The premise for this book is great, I just wish it would have taken it a bit further. The cowboy narrator talks about how T.B. Wiggly can be found in your mouth hiding out--so quite literally. I wish that it would have been a straight western and the child reading the book could make the parallels between the story and real life. The illustrations are fun and overall I would recommend the book.

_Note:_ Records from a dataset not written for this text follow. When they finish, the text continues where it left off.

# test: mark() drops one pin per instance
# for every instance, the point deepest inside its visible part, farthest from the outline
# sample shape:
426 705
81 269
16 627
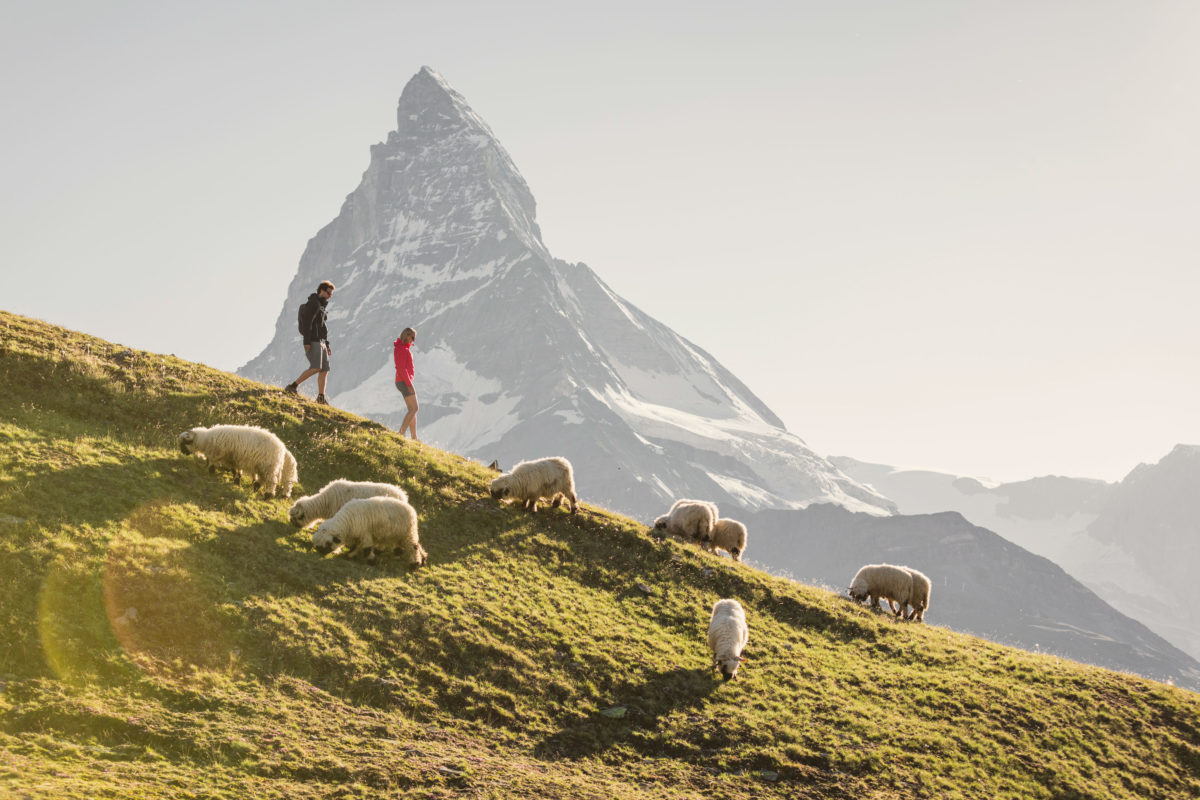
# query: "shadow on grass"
633 715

 Use Your Imagination (But Be Careful What You Wish For)
by Nicola O'Byrne 

Overall, I enjoyed this book. The illustrations are fun, and I liked the twist ending. I thought it was a good take on the big bad wolf idea. And I liked the nod to Red Riding Hood without that character actually being in the story.

by Antoinette Portis

I have been trying to get a hold of a copy of this book for awhile, and it did not disappoint. I love the simplicity of it. The illustrations are beautiful and the story is beautiful. After reading, my daughter and I talked about enjoying the small quiet moments and how they are important. It also led us to talk about being grateful for everything--not just the large things in life.

 Dinosaur Pirates!
by Penny Dale

Pirates and dinosaurs. What's not to like. The illustrations were detailed, especially on the ships. I loved the repetition in the verses. I also liked that it was 100% dinosaurs--no humans or other creatures. Sometimes it seems that it's always dinos vs. something else, so that was a nice change.